16th of November: Âït Ourir - Marrakech
The day starts again with a superfluous Moroccan breakfast with pancakes and butter. I notice that I like butter again. Over the course of the trip, I have shifted from a sort of sports nutrition diet where I frequently eat carbohydrates from bananas or cereal bars to a more traditional hard-working-peasant kind of diet with 3 or 4 heavy meals a day. Doing so is certainly more convenient on the Moroccan countryside where hard-working-peasant food is available and urban-weekend-warrior-sportsman food is not.
The road goes through a plain with mediterranean vegetation. It all seems so green after the desert. I'm further South than before crossing the High Atlas the first time though, and I think I see more palm trees accordingly.
Marrakech does not have much of a skyline. The low houses just begin at some point without warning. The first neighborhood I see looks like a bidonville, a Moroccan slum with low, improvised houses. But along some broad boulevards it gets better soon and after a few kilometers I am at the edge of the medina. As described above, I can slice through that with my phone's GPS and I come out on the other side on the Jemaa el Fna, where in the morning there are only some orange juice salesmen who all greet me and try to start a conversation.

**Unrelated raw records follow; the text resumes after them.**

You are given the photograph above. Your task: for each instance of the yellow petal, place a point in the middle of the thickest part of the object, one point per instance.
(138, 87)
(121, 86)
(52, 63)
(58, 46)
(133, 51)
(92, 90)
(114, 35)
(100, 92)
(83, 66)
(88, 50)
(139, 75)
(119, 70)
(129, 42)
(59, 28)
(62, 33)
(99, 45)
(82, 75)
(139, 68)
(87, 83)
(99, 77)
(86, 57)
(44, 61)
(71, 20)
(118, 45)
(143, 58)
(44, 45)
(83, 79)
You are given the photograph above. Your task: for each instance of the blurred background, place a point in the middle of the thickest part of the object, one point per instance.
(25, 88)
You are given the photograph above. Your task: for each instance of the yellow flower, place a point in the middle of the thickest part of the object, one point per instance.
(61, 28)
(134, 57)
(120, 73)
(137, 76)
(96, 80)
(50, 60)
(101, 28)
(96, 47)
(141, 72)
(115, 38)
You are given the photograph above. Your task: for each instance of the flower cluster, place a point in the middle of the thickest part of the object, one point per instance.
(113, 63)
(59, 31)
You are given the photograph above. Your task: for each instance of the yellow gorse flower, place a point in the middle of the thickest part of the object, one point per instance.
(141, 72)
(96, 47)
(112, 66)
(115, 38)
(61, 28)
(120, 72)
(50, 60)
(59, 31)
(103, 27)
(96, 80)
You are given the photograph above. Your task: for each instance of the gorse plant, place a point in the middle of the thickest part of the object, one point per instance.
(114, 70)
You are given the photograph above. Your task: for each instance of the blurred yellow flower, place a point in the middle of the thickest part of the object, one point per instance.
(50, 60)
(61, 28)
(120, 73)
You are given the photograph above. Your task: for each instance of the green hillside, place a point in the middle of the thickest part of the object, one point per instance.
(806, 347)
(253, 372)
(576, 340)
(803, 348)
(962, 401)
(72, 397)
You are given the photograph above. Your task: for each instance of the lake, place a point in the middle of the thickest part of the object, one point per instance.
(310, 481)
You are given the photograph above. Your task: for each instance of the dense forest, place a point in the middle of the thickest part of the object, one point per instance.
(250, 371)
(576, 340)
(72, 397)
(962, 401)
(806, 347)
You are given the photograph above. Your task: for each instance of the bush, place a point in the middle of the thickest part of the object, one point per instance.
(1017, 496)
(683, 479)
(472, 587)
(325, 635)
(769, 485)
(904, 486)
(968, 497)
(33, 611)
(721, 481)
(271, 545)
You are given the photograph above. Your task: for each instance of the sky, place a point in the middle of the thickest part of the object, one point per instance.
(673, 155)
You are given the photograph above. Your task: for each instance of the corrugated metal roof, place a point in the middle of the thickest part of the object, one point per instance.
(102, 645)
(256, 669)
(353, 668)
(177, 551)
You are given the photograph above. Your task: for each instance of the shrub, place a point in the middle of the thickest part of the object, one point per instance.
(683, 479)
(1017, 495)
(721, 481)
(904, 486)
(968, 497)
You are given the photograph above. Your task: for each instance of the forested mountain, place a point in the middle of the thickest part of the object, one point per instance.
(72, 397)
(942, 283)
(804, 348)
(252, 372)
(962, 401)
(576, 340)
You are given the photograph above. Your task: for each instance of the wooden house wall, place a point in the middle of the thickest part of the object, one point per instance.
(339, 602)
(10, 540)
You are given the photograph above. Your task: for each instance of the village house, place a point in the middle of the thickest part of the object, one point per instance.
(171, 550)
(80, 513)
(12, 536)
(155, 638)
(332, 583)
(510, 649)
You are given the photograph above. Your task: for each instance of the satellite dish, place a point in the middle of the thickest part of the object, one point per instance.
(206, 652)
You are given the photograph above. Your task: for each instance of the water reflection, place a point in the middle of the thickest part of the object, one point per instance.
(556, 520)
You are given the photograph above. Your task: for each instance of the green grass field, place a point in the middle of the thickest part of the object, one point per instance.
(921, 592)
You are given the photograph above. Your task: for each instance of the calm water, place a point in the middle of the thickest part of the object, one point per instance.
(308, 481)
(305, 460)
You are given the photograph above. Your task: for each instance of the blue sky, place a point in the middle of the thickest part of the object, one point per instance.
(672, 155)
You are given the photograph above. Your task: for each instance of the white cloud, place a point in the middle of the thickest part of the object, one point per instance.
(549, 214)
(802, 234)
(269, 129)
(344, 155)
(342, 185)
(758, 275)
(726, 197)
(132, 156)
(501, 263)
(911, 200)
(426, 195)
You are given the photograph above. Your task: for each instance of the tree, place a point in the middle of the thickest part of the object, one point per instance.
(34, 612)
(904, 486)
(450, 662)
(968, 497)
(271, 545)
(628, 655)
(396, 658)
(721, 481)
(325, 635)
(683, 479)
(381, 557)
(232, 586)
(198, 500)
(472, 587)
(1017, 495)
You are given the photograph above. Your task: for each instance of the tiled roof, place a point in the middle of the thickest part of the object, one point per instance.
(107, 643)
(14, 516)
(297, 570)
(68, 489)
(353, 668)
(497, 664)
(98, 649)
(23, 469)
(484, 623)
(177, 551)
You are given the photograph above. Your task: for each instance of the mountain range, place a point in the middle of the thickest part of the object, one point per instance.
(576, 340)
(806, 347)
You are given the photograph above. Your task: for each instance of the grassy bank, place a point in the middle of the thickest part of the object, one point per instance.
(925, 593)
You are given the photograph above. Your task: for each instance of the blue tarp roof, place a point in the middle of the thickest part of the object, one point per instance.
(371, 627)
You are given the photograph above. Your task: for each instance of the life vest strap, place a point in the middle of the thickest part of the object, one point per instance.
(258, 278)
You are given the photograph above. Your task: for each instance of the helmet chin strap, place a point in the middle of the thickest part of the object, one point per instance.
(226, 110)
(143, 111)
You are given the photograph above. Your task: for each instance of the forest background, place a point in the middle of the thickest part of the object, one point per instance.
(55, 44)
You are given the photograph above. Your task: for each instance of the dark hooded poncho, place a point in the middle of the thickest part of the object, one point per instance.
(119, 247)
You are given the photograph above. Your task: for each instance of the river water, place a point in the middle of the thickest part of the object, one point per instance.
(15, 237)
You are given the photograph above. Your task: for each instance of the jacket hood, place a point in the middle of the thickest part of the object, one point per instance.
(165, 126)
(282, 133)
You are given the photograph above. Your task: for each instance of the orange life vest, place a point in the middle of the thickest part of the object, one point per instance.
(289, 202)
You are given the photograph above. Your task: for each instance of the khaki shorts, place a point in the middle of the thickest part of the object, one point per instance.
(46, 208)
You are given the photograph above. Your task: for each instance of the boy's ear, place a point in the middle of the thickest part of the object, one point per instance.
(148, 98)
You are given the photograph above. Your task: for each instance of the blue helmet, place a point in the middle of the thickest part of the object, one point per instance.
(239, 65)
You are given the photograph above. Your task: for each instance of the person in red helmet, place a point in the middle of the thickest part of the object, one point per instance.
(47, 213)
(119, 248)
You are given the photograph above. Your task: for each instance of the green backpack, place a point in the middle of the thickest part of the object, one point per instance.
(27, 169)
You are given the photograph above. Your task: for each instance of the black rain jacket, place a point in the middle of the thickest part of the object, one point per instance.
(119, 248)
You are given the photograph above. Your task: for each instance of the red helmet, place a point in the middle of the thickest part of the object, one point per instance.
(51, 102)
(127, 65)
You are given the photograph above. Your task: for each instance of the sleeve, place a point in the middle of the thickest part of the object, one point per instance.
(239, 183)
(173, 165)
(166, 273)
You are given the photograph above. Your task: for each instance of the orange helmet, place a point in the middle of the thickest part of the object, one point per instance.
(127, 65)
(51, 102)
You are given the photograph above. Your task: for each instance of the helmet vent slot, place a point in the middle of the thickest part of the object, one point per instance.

I'm looking for a guarded parking for my bike however, and when I find it it also has a toilet, and when I use that I find that despite the luxury of the hotel, it has given me diarrhea again. I don't want to know the slightest bit of what goes on in these Moroccan kitchens. When I cook myself in the outdoors, it's not the high ideal of good hygiene either with limited utensils and water, but I never get sick. What are they doing in these restaurants to get my stomach to go into flush mode?
I look around the medina and try to find a place with good WiFi to gain some information on my brake's condition. I go into a café on the Jemaa el Fna and want to go to the toilet again. They are nice about this: they realise that on this square, they're going to get a lot of visitors just for the bathroom, so they have signs pointing to it from the entrance and ask a fixed fee of 2 dirhams.
I find however that none of the toilets has toilet paper, and not even all have the typical Moroccan set-up of a tap and a bucket, though one has a tap and a plastic bottle. The toilet lady sees me searching and offers toilet paper. After giving it to me she demands 5 dirhams. That's a bit much to me, and I quickly look around. I remember the tap and bottle, and I see that on the sink there's also a big bottle of antibacterial handsoap. Her eyes trace the line of my eyes and she must realise what I'm thinking: tourists have left hands too, and if these are the circumstances, I'm not afraid to use mine!
And she gestures that I can have the toilet paper for free.
Later that night, the stomach problems appear to have subsided, and I have dinner at La Comédie, the cleanest, most European Moroccan restaurant where I have been yet. The toilet is clean, has toilet paper but no buckets, and there are even air dryers for your hands with a sensor. The staff is friendly and quick and they have vegetarian menu options. They would be a very clean and well-run restaurant in any European capital. But as I'm getting used to by now, the pizza was not well received by my intestines.
And further plans
Take one more day to visit some sights in Marrakech. Ride over Tizi-n-Test through Anti-Atlas, and then via Tarfaya to Laâyoune. From there, take a bus back to Marrakech. It must be early December by then. Then I can take a train to Tanger and perhaps a ferry to Gibraltar. If the ferry which goes only once a week does not align well, I can take a ferry to Algeciras and ride to Gibraltar. And then I can go back to The Netherlands from Gibraltar or Spain by plane.